Jóhannsson enlisted the Seattle-based experimental metal band Sunn O))) to provide the moody guitar work, not even realizing that Cosmatos had already appreciated the group’s work on the soundtrack to Jim Jarmusch’s “The Limits of Control.” Cosmatos had listened to that song while preparing to work on “Beyond the Black Rainbow,” so it was clear that Jóhannsson understood the wavelength of his newfound collaborator. “I felt like somebody who had experience working on more traditional movie scores might actually benefit the film, because had a base to build from, and mutate from,” Cosmatos said.
Jóhannsson assembled the soundtrack in piecemeal, sending sample bits to Cosmatos via email and working from a rough cut that had no temp score, per the composer’s preference. They only met in person once, after the movie had been completed. Cosmatos described their phone calls as idiosyncratic planning sessions that reflect the undulating tones of the movie. Describing the opening sequence, which establishes the Cage character’s utopian existence with his wife (Andrea Riseborough) before a deranged cult shows up and destroys everything, Cosmatos swung for specifics. “I said, ‘I want it to feel like you’re 11 years old, and you’re in the backseat of your big brother’s Trans Am, and he’s smoking weed, and you can smell the vanilla air freshener, and the leather,” the director said. “It’s kind of scary, but it’s also exhilarating at the same time.” Cosmatos recalled that Jóhannsson paused before replying: “I know exactly what you mean.”

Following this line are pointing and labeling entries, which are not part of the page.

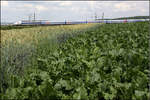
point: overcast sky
(12, 11)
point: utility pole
(29, 18)
(103, 16)
(95, 16)
(34, 16)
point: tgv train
(45, 22)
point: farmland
(89, 61)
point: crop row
(108, 63)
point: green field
(88, 61)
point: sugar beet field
(85, 61)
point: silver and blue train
(43, 22)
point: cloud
(72, 10)
(4, 3)
(67, 3)
(123, 7)
(41, 8)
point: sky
(12, 11)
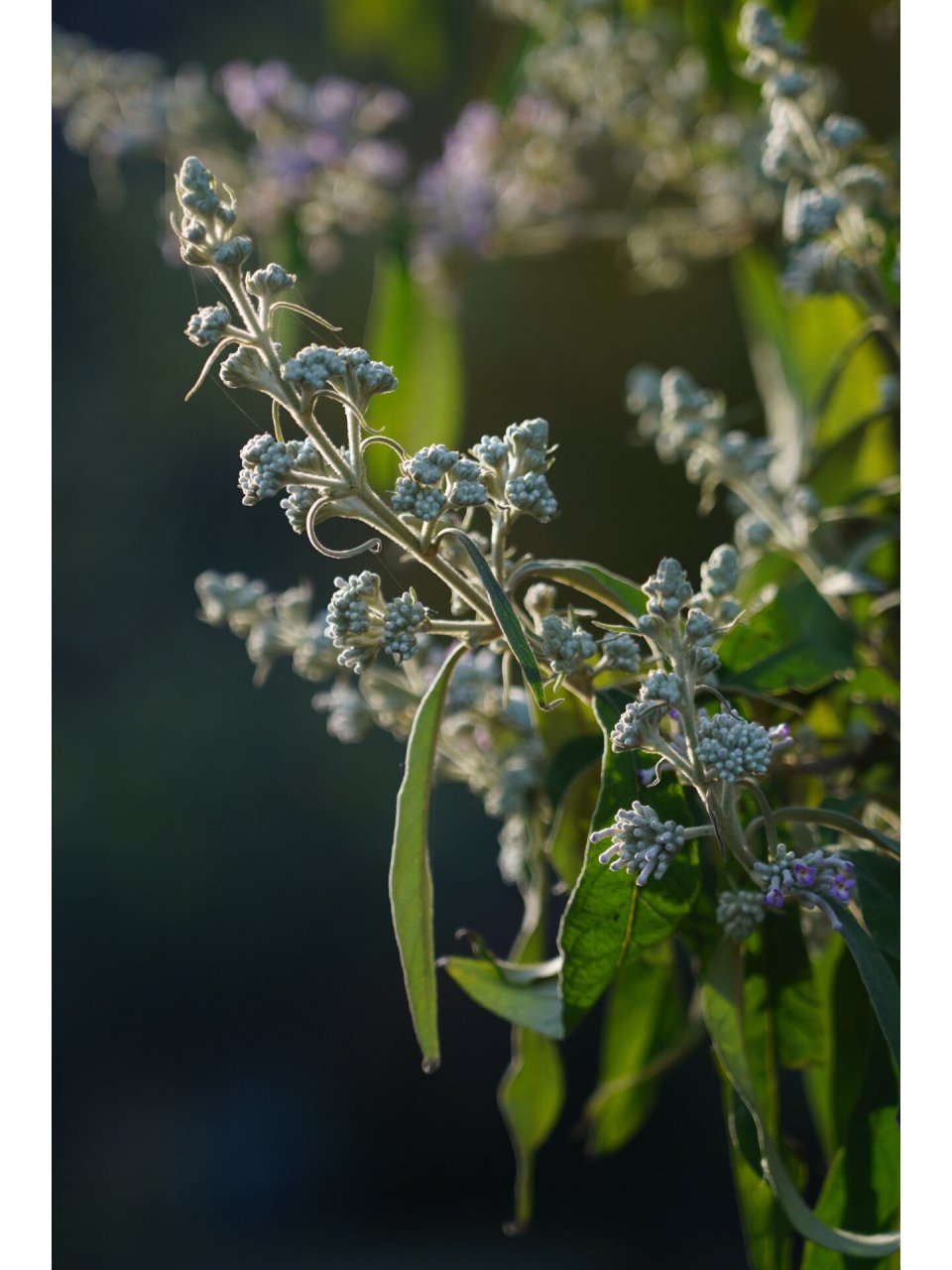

In the aftermath of Jóhannsson’s death, Cosmatos hasn’t revisited the soundtrack. “I’m almost afraid to listen to it in isolation, because I still have emotional strands attached to it,” he said.
The filmmaker, whose father George Pan Cosmatos was a filmmaker with credits ranging from “Rambo: First Blood Part II” to “Tombstone,” said he forged a familial bond with Jóhannsson over the course of their collaboration. “I did feel a closeness to him in a weird way,” Cosmatos said. “He reminded me a bit of my dad in a sense. He had a gruffness about him, but once you spend some time with him, you realize he’s a very sensitive, thoughtful person. Our friendship was just beginning.”
“Mandy” is now available on DVD and Blu-ray. The soundtrack is available now from Lakeshore Records.